Comment les "BigTech" investissent la recherche en Traitement automatique des langues ?

Résultats scientifiques Informatique

Le traitement automatique des langues (TAL) fait désormais partie de la vie quotidienne de millions de gens dans le monde. ChatGPT en est l'avatar le plus récent et le plus connu. Cet agent conversationnel a été développé par OpenAI, une de ces nombreuses grandes entreprises privées qui investissent massivement le domaine depuis une quinzaine d'années. Ces grandes entreprises de la technologie, communément appelées « BigTech », sont pour la plupart sont très connues (Google, Amazon, Microsoft, etc.). Elles sont désormais très présentes dans les conférences du domaine, dont elles sont de fidèles sponsors. Préoccupés par cet état de fait, Karën Fort, maîtresse de conférences à Sorbonne Université et membre du Laboratoire lorrain de recherche en informatique et ses applications (Loria - CNRS/Inria/Université de Lorraine), et ses collègues ont utilisé leurs méthodes d’analyse automatique de textes pour estimer la place des entreprises dans les publications de conférences du domaine.

Afin de répondre à cette question, Karën Fort, maîtresse de conférences à Sorbonne Université et membre du Loria, et ses collègues ont utilisé leurs propres technologies pour analyser automatiquement les 78 187 articles publiés dans le domaine du traitement automatique des langues entre 1965 et 2022. Ils se sont intéressés aux affiliations des 23 606 auteurs et autrices, le pays où ils sont employés, les sujets dont traitent les articles et dans quelle mesure ceux-ci sont cités.
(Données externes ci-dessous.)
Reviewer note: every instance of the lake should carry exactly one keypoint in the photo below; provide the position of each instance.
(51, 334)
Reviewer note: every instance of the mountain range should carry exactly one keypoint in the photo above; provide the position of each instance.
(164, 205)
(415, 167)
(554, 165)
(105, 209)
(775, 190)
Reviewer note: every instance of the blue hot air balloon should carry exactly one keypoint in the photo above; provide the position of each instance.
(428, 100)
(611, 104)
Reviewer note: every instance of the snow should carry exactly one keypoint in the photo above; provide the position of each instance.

Outre cette analyse automatique, une analyse manuelle approfondie a été réalisée sur l’édition 2022 de la conférence ACL, la plus prestigieuse du domaine. Karën Fort et ses collaboratrices et collaborateurs ont pour cela sélectionné une personne au hasard parmi la liste d'auteurs de chaque publication (soit 701 auteurs) et cherché son CV en ligne pour l’analyser selon une grille comprenant : l'année de soutenance de thèse, le pays d'emploi, l'affiliation, le titre, les emplois et stages précédents et les financements obtenus auprès d'entreprises.

Les scientifiques ont été surpris par l'ampleur et la rapidité de progression des affiliations d’auteurs à des entreprises : durant les cinq dernières années, le domaine est passé de 5 % (2017) d'auteurs affiliés à une « BigTech » à 14 % (2022), soit une augmentation de 180 %. Parmi les 45 entreprises identifiées, Microsoft est celle présentant le plus d'auteurs (12 %), suivie par IBM (8 %), Meta et Amazon (5 %), Alibaba et Tencent (3 %). Ces entreprises sont principalement basées aux États-Unis (29 %) et en Chine (8 %). D'ailleurs, 35 % des auteurs basés aux États-Unis sont affiliés à une de ces entreprises, 31 % pour la Chine et 19 % pour l'Europe.

Pourcentage de papiers avec une affiliation avec une industrie
© Karën Fort

Leur étude montre que 66 % des auteurs d'ACL 2022 dont le CV a été analysé, ont reçu des financements privés et jusqu'à 72 % pour les auteurs basés aux États-Unis et 69 % pour ceux basés en Chine (38 % en Europe). En outre, parmi les auteurs étudiants, 74 % ont obtenu un financement d'une « BigTech », dont 81 % aux États-Unis, 75 % en Chine et 65 % en Europe.

L'influence des entreprises dans le TAL est très significative et touche en particulier les jeunes chercheurs et chercheuses. L’autrice et les co-auteurs de l’article sont préoccupés par les conséquences qui peuvent en découler, en termes d’inégalité d’accès aux données et aux infrastructures, de place de la recherche fondamentale et de potentielles menaces sur le principe de relecture par les pairs. Ils suggèrent de mettre en place un suivi des liens et conflits d'intérêt dans le domaine du traitement automatique des langues.

Publication

Mohamed Abdalla, Jan Philip Wahle, Terry Lima Ruas, Aurélie Névéol, Fanny Ducel, Saif Mohammad, and Karen Fort. The Elephant in the Room: Analyzing the Presence of Big Tech in Natural Language Processing Research. In Proceedings of the 61st Annual Meeting of the Association for Computational Linguistics (Volume 1: Long Papers), pages 13141–13160, 2023, Toronto, Canada.